One marketing firm said it uses bots to skim social media platforms for public information to identify new trends and influencers, and also works with third-party companies that use the same tactics. It uses this information alongside data from users it works with who give the firm direct permission to mine their data.

Another marketing firm explained that the new Graph API will only share data from official Instagram businesses accounts, and 35 percent of the accounts it works with don't have that designation yet. Until everyone gets the right designation, it is using bots to record publicly available data on the influencers it's working with.

Easy and legal

"It's not like this is some big secret that you can scrape websites," said Mark Douglas, CEO of ad tech firm SteelHouse. The code needed to create something like this was so simple "a college student could do it," he said, noting that the company does not participate in data scraping.

It's also perfectly legal. A federal judge in San Francisco ruled in August that hiQ Labs — which collects public data from LinkedIn profiles to help companies find "skill gaps and turnover risks" using bots — was within its rights to do.

The practice of using bots to collect massive amounts of information is common, said Rich Kahn, CEO of online marketing and ad-fraud detecting firm eZanga.

How to download a copy of everything Facebook knows about you

Discount airline travel sites create their own bots to scan the internet for cheap tickets and then show those deals on an easy to navigate platform, Kahn said.

Even Google employs a similar method to crawl the internet and help it index sites for its search engine, Douglas pointed out. If bots were shut off, Google wouldn't be able to provide the quick and expansive results it does today.

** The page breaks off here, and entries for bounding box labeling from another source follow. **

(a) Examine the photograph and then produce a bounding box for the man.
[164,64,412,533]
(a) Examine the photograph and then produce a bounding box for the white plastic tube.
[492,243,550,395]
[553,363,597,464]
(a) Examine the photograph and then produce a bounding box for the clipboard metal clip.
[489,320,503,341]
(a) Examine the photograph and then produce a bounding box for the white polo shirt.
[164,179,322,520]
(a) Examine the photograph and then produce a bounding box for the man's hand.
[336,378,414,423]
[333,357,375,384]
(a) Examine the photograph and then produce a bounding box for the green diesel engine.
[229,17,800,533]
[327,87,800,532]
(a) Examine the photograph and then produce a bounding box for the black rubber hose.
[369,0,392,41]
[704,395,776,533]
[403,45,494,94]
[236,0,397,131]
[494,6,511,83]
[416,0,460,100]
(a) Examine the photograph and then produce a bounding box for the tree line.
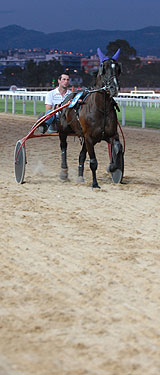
[1,39,160,88]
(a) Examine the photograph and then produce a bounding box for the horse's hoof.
[77,176,84,184]
[60,168,68,181]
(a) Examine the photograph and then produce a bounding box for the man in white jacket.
[39,73,71,133]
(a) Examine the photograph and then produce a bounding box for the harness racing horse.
[59,48,123,188]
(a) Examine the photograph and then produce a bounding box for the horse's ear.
[99,63,104,76]
[112,48,121,61]
[97,48,109,64]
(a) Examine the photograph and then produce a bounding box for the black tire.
[14,140,26,184]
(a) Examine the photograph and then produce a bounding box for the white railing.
[0,91,160,128]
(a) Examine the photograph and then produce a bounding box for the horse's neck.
[96,74,103,88]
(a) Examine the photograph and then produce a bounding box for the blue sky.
[0,0,160,33]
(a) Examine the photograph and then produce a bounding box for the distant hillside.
[0,25,160,57]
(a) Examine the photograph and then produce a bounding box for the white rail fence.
[0,91,160,128]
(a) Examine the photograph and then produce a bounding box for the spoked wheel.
[108,145,124,184]
[14,140,26,184]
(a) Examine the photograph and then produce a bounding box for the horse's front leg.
[78,139,87,182]
[86,139,100,189]
[59,133,68,181]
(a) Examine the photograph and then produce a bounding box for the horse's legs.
[59,134,68,180]
[78,140,87,182]
[86,139,100,189]
[107,136,123,172]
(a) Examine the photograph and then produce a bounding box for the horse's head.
[97,48,121,97]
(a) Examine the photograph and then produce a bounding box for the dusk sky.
[0,0,160,33]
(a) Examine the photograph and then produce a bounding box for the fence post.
[12,95,15,115]
[142,102,145,129]
[122,102,126,126]
[5,95,8,113]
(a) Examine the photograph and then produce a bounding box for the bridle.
[99,59,121,97]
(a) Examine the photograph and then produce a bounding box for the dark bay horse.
[59,49,122,188]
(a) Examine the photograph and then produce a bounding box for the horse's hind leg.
[86,139,100,189]
[78,140,87,182]
[60,136,68,181]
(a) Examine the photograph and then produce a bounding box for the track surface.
[0,114,160,375]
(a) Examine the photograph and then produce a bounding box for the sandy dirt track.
[0,114,160,375]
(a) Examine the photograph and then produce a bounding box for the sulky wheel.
[14,140,26,184]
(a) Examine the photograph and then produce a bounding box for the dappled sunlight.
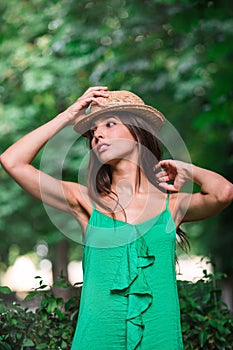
[176,254,213,282]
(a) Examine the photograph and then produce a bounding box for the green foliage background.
[0,0,233,298]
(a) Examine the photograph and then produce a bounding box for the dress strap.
[166,192,170,209]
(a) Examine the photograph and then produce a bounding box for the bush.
[0,276,80,350]
[178,270,233,350]
[0,271,233,350]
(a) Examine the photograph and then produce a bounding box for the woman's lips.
[97,143,110,153]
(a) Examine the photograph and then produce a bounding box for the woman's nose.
[94,126,104,139]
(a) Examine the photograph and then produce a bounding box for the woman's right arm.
[0,87,108,216]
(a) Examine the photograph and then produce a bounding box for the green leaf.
[0,341,12,350]
[198,331,208,347]
[0,286,12,294]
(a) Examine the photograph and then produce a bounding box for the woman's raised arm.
[0,87,107,212]
[157,160,233,222]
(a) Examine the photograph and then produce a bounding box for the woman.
[0,86,233,350]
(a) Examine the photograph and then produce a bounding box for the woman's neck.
[111,161,150,196]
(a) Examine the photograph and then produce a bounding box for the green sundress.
[71,200,183,350]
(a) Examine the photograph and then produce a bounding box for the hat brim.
[74,104,165,138]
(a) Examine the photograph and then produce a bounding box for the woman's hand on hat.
[153,159,192,192]
[63,86,109,125]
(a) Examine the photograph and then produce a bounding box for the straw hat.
[74,90,165,137]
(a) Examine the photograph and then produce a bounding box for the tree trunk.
[222,271,233,311]
[53,238,72,300]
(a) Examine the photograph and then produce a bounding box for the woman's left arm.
[158,160,233,222]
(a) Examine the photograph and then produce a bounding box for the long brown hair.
[88,112,162,205]
[88,112,189,248]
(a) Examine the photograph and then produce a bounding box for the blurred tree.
[0,0,233,300]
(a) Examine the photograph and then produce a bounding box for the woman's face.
[90,116,138,164]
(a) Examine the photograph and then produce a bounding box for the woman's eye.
[90,129,96,136]
[107,121,116,127]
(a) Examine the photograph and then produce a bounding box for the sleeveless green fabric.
[71,201,183,350]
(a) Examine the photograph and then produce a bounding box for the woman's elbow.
[218,182,233,207]
[0,153,15,170]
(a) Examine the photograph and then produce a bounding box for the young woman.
[0,86,233,350]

Large amounts of bot traffic can be easily detected by social platforms, Douglas said. If the companies wanted to, they could block a company's extension from searching its site claiming it violated terms of service.

Instagram told CNBC it would take action against companies that use bots on its platform.

"We do not allow bots on the platform," an Instagram spokesperson said. "Instagram is committed to keeping activity on Instagram authentic. We work to detect and remove spam, and identify and eliminate fake accounts. In addition to technical measures, we pursue legal enforcement against services that violate our terms of use."

YouTube also said it banned the practice.

"YouTube Terms of Service and YouTube Developer Policies prohibit scraping of YouTube," a YouTube spokesperson told CNBC. "Once notified of an infringing tool or service we take appropriate action."

But a marketing executive — which did not use the bot tactic because it requires a lot of maintenance to deal with constant policy changes — noted that there are ways around the platforms' policing tactics.

For instance, using browser extensions lets companies rotate IP addresses that uniquely identify computers, making it harder to detect fake traffic.

Douglas also that networks have typically been lax about cracking down on this tactic because there are benefits to allowing content to be widely searchable — including making content more visible on third-party sites, which can help it go viral. It can also create more business opportunities for a platform's users, which in turn can make them more loyal to the company.

The only safeguard to protect personal information from these programs is to make a profile private, which means nobody could search it.

"Some people don't want to be found on every network they've been on, and they have a right to that," Kahn said. "But the average person, I would think they like the ability to have their profile name and location and a few basic pieces of information. It's a good thing because it does give them the ability to be found."